In a fascinating piece in the New England Journal of Medicine, Lawrence D. Brown (Columbia's Mailman School of Public Health) writes about The Amazing Noncollapsing U.S. Health Care System — Is Reform Finally at Hand?
While we have written about how bad things are and how close to falling apart the system appears, Brown writes about the meta-stable collapse... America's medical system seems always on the verge of collapsing, but never seems to finish the job.
The diagnosis of imminent collapse rests on three symptoms. First, without affordable universal coverage, the system leaves 47 million Americans uninsured. Second, health care costs are extraordinarily high: the United States spends about 16% of its annual gross domestic product (GDP), or $6,400 per capita, on health care, whereas France, for example, covers virtually its entire population reasonably well at 11% of GDP and half the per capita spending. Third, the U.S. system is in fact a nonsystem, an incoherent pastiche that has long repulsed reforms sought by private and public stakeholders. Yet this diagnosis misses as much as it reveals.
Indeed, what makes this article interesting is the analysis of why the collapse hasn't happened.
The problem with this analysis is that the U.S. health care system consists not of two sectors (private and public) but three, one of which, the safety net, rarely gets proper attention and is poorly understood. The safety net encompasses public and voluntary hospitals, community health centers, public health clinics, free clinics, and services donated by private physicians. Configurations of safety-net providers vary markedly among communities, as does their financing, a shifting patchwork of funds from Medicaid, the State Children's Health Insurance Program (SCHIP), the federal disproportionate share program, tax levies, foundation grants, state appropriations, commercial payers, and other sources. These institutions often live on the financial edge, but with 11th-hour infusions, they mostly manage to stay afloat. This fact is of paramount importance, for these providers also extend a safety net for the political legitimacy of the health care system as a whole. That Americans who lack coverage can "still get care," as President Bush recently declared, drains moral urgency from the health care reform enterprise.

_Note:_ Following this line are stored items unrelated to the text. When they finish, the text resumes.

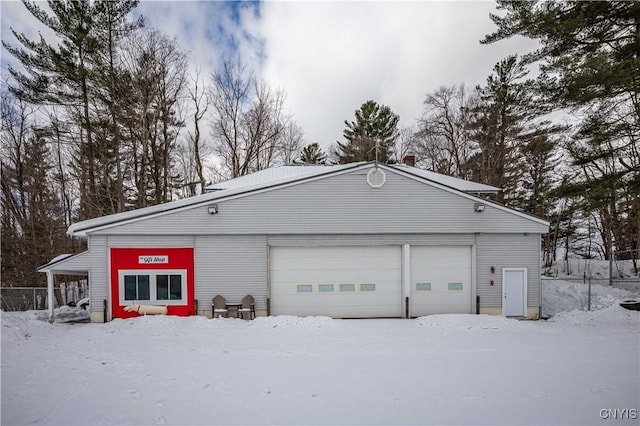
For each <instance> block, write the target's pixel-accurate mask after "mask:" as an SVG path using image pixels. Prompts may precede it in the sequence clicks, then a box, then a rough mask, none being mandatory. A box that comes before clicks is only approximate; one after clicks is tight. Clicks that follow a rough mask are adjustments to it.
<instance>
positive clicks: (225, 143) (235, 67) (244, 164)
mask: <svg viewBox="0 0 640 426" xmlns="http://www.w3.org/2000/svg"><path fill="white" fill-rule="evenodd" d="M212 77H213V78H212V79H213V87H212V88H211V106H212V114H211V127H212V138H213V145H214V151H215V153H216V154H217V155H218V156H220V158H221V159H222V161H223V162H224V166H225V168H226V171H227V173H228V174H229V176H228V177H231V178H234V177H238V176H243V175H246V174H248V173H251V172H255V171H257V170H261V169H264V168H267V167H270V166H271V165H273V164H274V163H275V162H276V159H277V157H278V155H279V152H280V150H281V143H282V138H283V135H284V133H285V129H286V128H287V124H288V121H289V118H288V117H287V116H286V115H285V114H284V111H283V105H284V99H285V96H284V93H283V92H281V91H275V92H274V91H272V90H271V89H270V88H269V87H268V86H267V85H266V83H264V82H259V81H258V80H257V79H256V77H255V75H254V73H253V72H251V71H250V70H247V68H246V66H245V65H242V64H240V63H233V62H231V61H228V60H227V61H225V62H224V63H223V65H222V68H221V69H220V70H218V71H216V72H214V73H213V76H212Z"/></svg>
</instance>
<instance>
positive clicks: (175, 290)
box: [169, 275, 182, 300]
mask: <svg viewBox="0 0 640 426" xmlns="http://www.w3.org/2000/svg"><path fill="white" fill-rule="evenodd" d="M170 284H171V289H170V290H171V291H170V293H169V299H171V300H180V299H182V275H171V282H170Z"/></svg>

Brown makes an excellent point about the existence and importance of the safety net, but my own observations of community hospitals is that things are worse this time than at any time in the last 25 years or so. Crowded Emergency Rooms/Emergency Departments and lack of inpatient bed capacity has grown more intense (and at a time in the economic cycle when things were, in comparison to what's coming, 'good').
There's no lack of moral urgency around here, or out there. Kaiser has an ongoing health care poll, and here are some stats from the latest one in December. First, what people want the candidates to talk about (hint: despite the surge, it's Iraq followed by health care):
Next, in terms of what issue people care about in choosing a President, it's Iraq followed by health care and the economy (although Republicans care more about character and experience than Democrats, who care about issues; indies are more like Democrats this year and care more about issues, according to the poll):
Lastly, if we look at the indies as swing voters, here's what aspect of health care they focus on:
All of the above argues that this time out, the amazing, always collapsing but never collapsed, medical system does have impetus for reform from the public. So, back to Brown and the NEJM:
So, though deeply dysfunctional by most standards, the U.S. health care system remains disturbingly stable. That no one really likes it does not translate into the inevitability of real change. Because the system is unlikely to collapse from within, reformers' best hopes lie with shifts in public sentiment and the election of activist and reform-minded political leaders. Such shifts can happen, as they did with lasting consequences in 1932 and 1964. But big bangs do not guarantee comprehensive health care reforms. Franklin Roosevelt declined to include national health insurance in his package of New Deal programs. Lyndon Johnson won enactment of Medicare and Medicaid but declined to fight for universal coverage. Since 1968, U.S. social politics have proceeded largely to the right of center, and the health care reform ideas whose time seemed to have come in 1993 crashed dramatically.
This is not 1993, and the right of center picture is changing. A Democratic WH win in 2008 along with the realignment in Congress in 2006 is likely to move things in a progressive direction, and progressive ideas are on the rise. The time for health care reform may actually be more likely because of where the public wants to go (leaders lead best when that's true).
Nonetheless, Brown's history and perspective are worth studying because there's no question that what the public really wants is reasonable costs. Government programs are fine, so long as people don't feel the costs are falling on them (exception made for children, where people are willing to pay). There is no compelling demand to cut government programs (good-bye, GOP talking points).
Still, reform will not be easy. Keep all of that in mind fpr perspective as we move forward in discussions of health reform, a major topic for 2008 for all the candidates. it can happen, but we'll have to make it happen. Same as it ever was for just about anything.